Separated Bike Lanes: A Pictorial Followup

As a followup to my last post on bike lanes, I took some pictures after the first big snowfall. The first big snowfall was Monday, Nov 11. I went down University to get to a meeting on the evening of Wednesday, Nov 13, and it was bad. Unfortunately it was dark and my camera was acting up, so I did not take good pictures.

I next used the bike infrastructure on Friday, Nov 15 (a full four days after the snowstorm) and I took some pictures of conditions along the University "protected" lanes. Clicking any image should bring up a bigger version, if it matters.

Cycling was much easier on Friday but parts of the bike lane remained awful.

Bad Transitions

Sure enough, the protected bike lanes lined by bollards and concrete were cleared by a separate machine. However, areas of the bike lane that did not have bollards were not so lucky. The main street cleaner weaved in and out of the bike lane, leaving icy, snowy strips for cyclists to traverse.

Here are a couple of pictures on University between Phillip and the train tracks:

across the bike lane near Phillip, cyclist view

across the bike lane near Phillip, looking backwards

You can see how the strip of snow crosses the bike lane. This is dangerous because you need to cross that (possibly slippery) slip when getting past the bike lane, and then you end up in the plaza turn lane.

The situation going the other way (University near King, beside the bus shelters) is not much better:

across the bike lane near King St, cyclist view

This stretch was not fun on Friday, but it was positively treacherous on Wednesday.


Another problem were driveways adjoining the bike lane. Sometimes these driveways were not shovelled. Then cars leaving the driveway would track snow right across the bike lane.

These images do not look too bad in these images, but on Wednesday they were treacherous. You can still see that the driveways are not fully shovelled.

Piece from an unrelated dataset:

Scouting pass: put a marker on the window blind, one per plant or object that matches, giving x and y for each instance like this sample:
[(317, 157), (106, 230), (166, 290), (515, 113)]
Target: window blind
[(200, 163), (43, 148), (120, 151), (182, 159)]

tracking snow across the bike lane.

unshovelled driveway


There were several chunks of snow that had fallen into the bike lane by Friday. I was able to navigate around them, but there was not much room, and this is indicative of the kind of debris that causes real trouble when you are trapped between bollards and curb:

chunks in the bike lane

More snow
chunks in the bike lane

more snow chunks in the bike lane

Just for a little variety, here is a lawn sign that was patiently waiting to trip some bicyclist up. Fortunately there were no bollards in this section, but will we always be so lucky?

A fallen
sign in the bike lane


Oh look. Some people have decided that the bike lane is a good place to wait for oncoming traffic to clear so they can cross the road:

People standing in the bike lane

Lane Restrictions

As a bonus, here is a visual indication of how the bike lane has been narrowed in order to install the bollards. You can see how the original bike symbol is now cut off.

Smaller lane indication

I guess the counterargument is that we can now cycle in the gutter because it is protected. Whee.

Pointing Fingers

Is any of this worth complaining about? If so, who should face the blame?

Maybe this is not worth complaining about. We had another snowfall on Sunday Dec 1, and by Thursday Dec 5 the bike lanes were pretty clear (but we had some nice moderate temperatures in between). It is possible the Region learned its lesson from that first snowfall, and the lanes will all be cleared properly now.

If the Region has not cleaned up its act (so to speak) then this is very much worth complaining about, because I strongly feel these bollards has made me less safe as a cyclist. I feel the Region (and the bike zealots) should be held responsible for the condition of the infrastructure they are imposing on me.

Is the Region to blame for everything? I am not sure. We can blame the people standing in the bike lane for standing in the bike lane, maybe, but maybe not -- the Region has created infrastructure that makes people think the bike lanes are a traffic island. I do feel comfortable blaming the driveway-owners for not clearing their driveways. I also feel comfortable with blaming the Region for making transitions between bollard and non-bollard sections of the bike lane so treacherous.

Are any of the problems I pointed out actually dangerous? Yes. Any patches of snow in the bike lanes turn to patches of ice when it gets colder, and that is treacherous. Going home on Wednesday was a real trial -- and that was TWO DAYS after the storm. Homeowners are expected to clear their sidewalks 24 hours after a snowstorm, but the Region is exempt from clearing its bike lanes properly after TWO DAYS?

Of course, lots of people (including you, probably) are pointing fingers at me, for being an idiot and cycling in the winter. Fair enough. I would still have a better time getting around town without the additional problems this "helpful" infrastructure is supposed to offer.